Molecular signals in HSC

The hematopoietic stem cell (HSC) and its progeny is another topic of interest. Without understanding what makes a HSC grow, resulting in repopulation of the bone marrow and generation of the hematopoietic system, either during development or after a bone marrow transplantation, the development of new therapies would be difficult. The HSC research group has an interest in understanding which molecular signals make HSCs do what they do, which cells provide these signals and how they can be manipulated to improve transplantation outcomes. The lab currently focusses on Wnt and Notch signals and their effect on hematopoietic differentiation.

T cell development

The development of T cells is closely to HSC differentiation. Different from other hematopoietic lineages, T cells develop in the thymus after it has been seeded with T cell progenitors from the bone marrow.

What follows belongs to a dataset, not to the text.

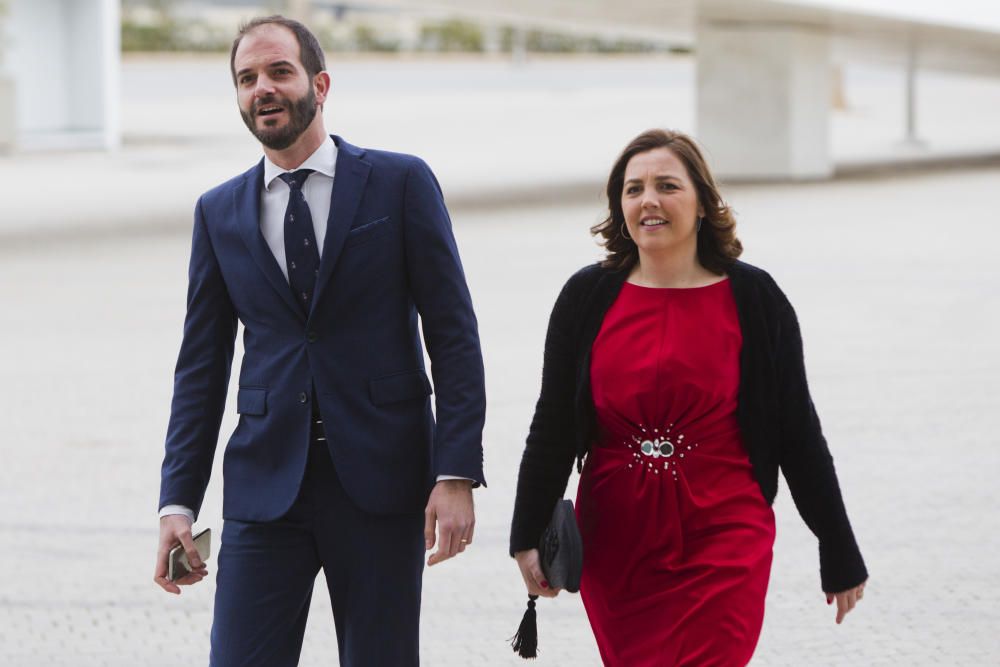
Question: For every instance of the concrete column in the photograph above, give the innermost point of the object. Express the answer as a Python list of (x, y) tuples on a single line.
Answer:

Our focus is on the understanding of the dynamics of hematopoietic clones that seed the thymus and subsequently differentiate into mature T cells. Our current work also involves the analysis of human immunodeficiencies in a xenotransplant model to determine at which point during T cell development different mutations cause arrests in development. In addition, we are determining how interference with Wnt signals causes T cell development arrests and lymphoid leukemia.